My point is that malaria isn’t a particularly African disease, it’s a human disease. Doubtless malaria is felt more in Africa but so are HIV, measles and rabies. The real question therfore is why Africa is plagued by mopre disease than anywhere else on the planet. Why does Africa suffer a higher death rate from almost any disease you care to mention?

While a million people a year is trivial it still has to be put in perspective. The ongoing war in the Congo region alone is killing about a quarter of a million people a year. It’s not hard to believe that all African wars, ethnic cleansing and so forth are killing far more people than malaria claims worldwide.

Malaria is only killing a million people a year worldwide. In contrast HIV is kiling 2.5 million people a year in Sub Sharan Africa alone.

The deliberately engineered famine in Zimbabwe alone currently threatens to kill about 7 million people, and almost certainly will if foreign aid can’t get through.

That kind of puts it into perspective. Malaria is a serious problem, but malaria is the cause or even a serious to Africa’s problems. Malaria is a symptom of a region in turmoil. It’s causing deaths because of the turmoil in social structures, it’s not causing it. And sad toi say if it isn’t malaria it will be something else while those conditions continue.

Well if you read Paul Farmer or some of the other critics of structural adjustment policies as they impact health systems, Africa and other poor regions are hit especially hard by disease in part due to crushing economic conditions. Many of those conditions are in turn the result of international trade and debt policy, and those conditions themselves are in large part derived from a colonial legacy.

Why isn’t malaria a problem in the US and many places in the world anymore?

To sum it up in one word: DDT

I’m trying not to sound political here but it comes down to a choice: thinning egg shells or a million lives a year.
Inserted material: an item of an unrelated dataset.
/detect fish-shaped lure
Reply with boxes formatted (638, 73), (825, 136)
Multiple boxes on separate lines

Take your pick.

The only problem with that is that sub Saharan Africa is one of the few places in the world where DDT is still widely used.

That’s not to say that DDT isn’t and wasn’t useful in controlling malaria but it’s only one of a number of solutions that are needed to actuallt control the disease. The others are adequate hygeine, anti-malarial drugs and so forth. And as with all other diseases the politucal and economic situation in Africa makes it impossible to implement the required solutions.
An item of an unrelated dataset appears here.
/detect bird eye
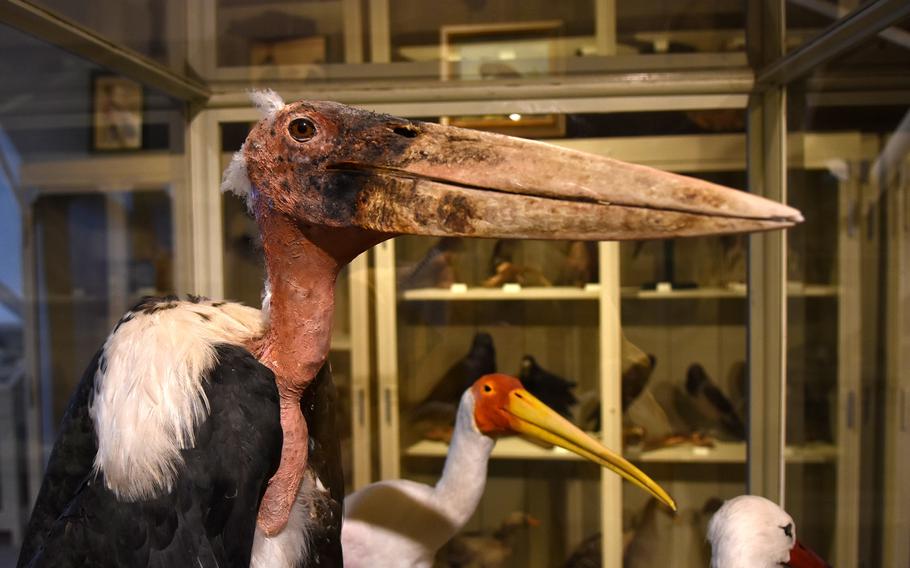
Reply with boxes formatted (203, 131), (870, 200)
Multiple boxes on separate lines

I’m a big fan of DDT but to say that it’s a panaceae for malaria in Africa doesn’t make any sense given that it’s more widely used in Africa than anywhere else.

Observe Rank Order: GDP per capita. African countries predominate at the bottom of the list.

Observe Rank Order: Life Expectancy at Birth Ditto.

As to why this is the case, that’s a GD, really.

Some of the exceptions are interesting:
Sri Lanka has a reasonably high life expectancy (73, #95), but a low GDP per capita: ($4000, #142 on the list).

The US has a high GDP per capita: ($40,100, #2), but a surprisingly low life expectancy, given its wealth (77.7, #46 on the list).

Laos and Cambodia are 2 nonAfrican countries with lousy stats.

Which have both experienced quite a bit of war in recent history. Laos and Cambodia were both involved in the Vietnam War, and Cambodia had the Khmer Rouge killing more than 1/5 of the population. They both have problems with land mines and unexploded ordnance to this day.

Sounds like their problems come from some of the same sources as sub-Saharan Africa’s.

Yes, but there’s also Vietnam which suffered war but attained a life expectancy 70.6, and a per capital GDP of $2700.

Then there’s Bhutan (in the Himalayas) which has a life expectancy of 54 and income of only $1400 per person. AFAIK, Bhutan is a monarchy that hasn’t suffered the sort of wars that other countries have (though militias will on occasion set up on the borders of this weak state:

Bhutan is also landlocked, which is a bad thing for economic development.

Life is complicated.

For those interested, the World Bank (and others) have done a number of cross-country statistical studies that relate various “inputs” (education, openness to trade, geography, corruption, etc.) to outputs such as health or income per person.